Старик гневно затряс головой и быстрыми шагами пошел по дорожке сада к дому…
…Фома в это время был верст за четыреста в деревенской избе, на берегу Волги. Он только что проснулся и, лежа среди избы, на ворохе свежего сена, смотрел угрюмо в окно, на небо, покрытое серыми, лохматыми тучами.
Не двигая тяжелой с похмелья головой, Фома чувствовал, что в груди у него тоже как будто безмолвные тучи ходят, — ходят, веют на сердце сырым холодом и теснят его. В движении туч по небу было что-то бессильное и боязливое… и в себе он чувствовал такое же… Не думая, он вспоминал пережитое за последние месяцы.
Ему казалось, что он упал в мутный, горячий поток, его охватили темные волны, похожие на эти тучи в небе, — охватили и несут куда-то. Во тьме и в шуме, окружавшем его, он смутно видел, что вместе с ним несутся еще какие-то люди, каждый день — новые, но все одинаково жалкие, противные. Пьяные, шумные, жадные, они вертелись вокруг него, кутили на его деньги, ругали его, дрались между собой, кричали, даже плакали не раз.
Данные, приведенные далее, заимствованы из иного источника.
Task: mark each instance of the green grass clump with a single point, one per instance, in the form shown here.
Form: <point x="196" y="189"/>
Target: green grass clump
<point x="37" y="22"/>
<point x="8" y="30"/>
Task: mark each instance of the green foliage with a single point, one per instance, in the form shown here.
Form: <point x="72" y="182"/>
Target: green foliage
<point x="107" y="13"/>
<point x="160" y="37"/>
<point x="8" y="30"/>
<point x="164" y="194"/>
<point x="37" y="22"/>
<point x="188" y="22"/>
Он бил их. Помнит, что кого-то ударил по лицу, с кого-то сорвал сюртук и бросил его в воду и кто-то целовал ему руки мокрыми, холодными губами, гадкими, как лягушки… Целовал и с плачем просил не убивать… Какие-то лица мелькали в его памяти, звуки и слова звучали в ней… Женщина в желтой шелковой кофте, расстегнутой на груди, громким, рыдающим голосом пела:
…Все эти люди, как и он, охвачены тою же темной волной и несутся с нею, словно мусор. Всем им — боязно, должно быть, заглянуть вперед, чтобы видеть, куда же несет их эта бешено сильная волна. И, заливая вином свой страх, они барахтаются, орут, делают что-то нелепое, дурачатся, шумят, шумят, и никогда им не бывает весело. Он тоже всё это делал. Теперь ему казалось, что делал он всё это для того, чтобы скорее миновать темную полосу жизни.
Среди сутолоки кутежей, в толпе людей, смятенных буйными страстями, полубезумных в стремлении забыть себя, — одна Саша всегда была спокойна и ровна. Она не напивалась, она всегда говорила с людьми твердым, властным голосом, и все ее движения были одинаково уверенны, точно этот поток не овладевал ею, а она сама управляла его бурным течением. Она казалась Фоме самой умной из всех, кто окружал его, самой жадной на шум и кутеж; она всеми командовала, постоянно выдумывала что-нибудь новое и со всеми людьми говорила одинаково: с извозчиком, лакеем и матросом тем же тоном и такими же словами, как и с подругами своими и с ним, Фомой. Она была красивее и моложе Палагеи, но ласки ее были молчаливы, холодны… Фоме думалось, что она глубоко в сердце своем прячет от всех что-то страшное, что никогда никого она не полюбит, не откроет всю себя. Это тайное, скрытое в женщине, привлекало его к ней чувством боязливого любопытства, напряженного интереса к спокойной и холодной душе ее, темной, как ее глаза.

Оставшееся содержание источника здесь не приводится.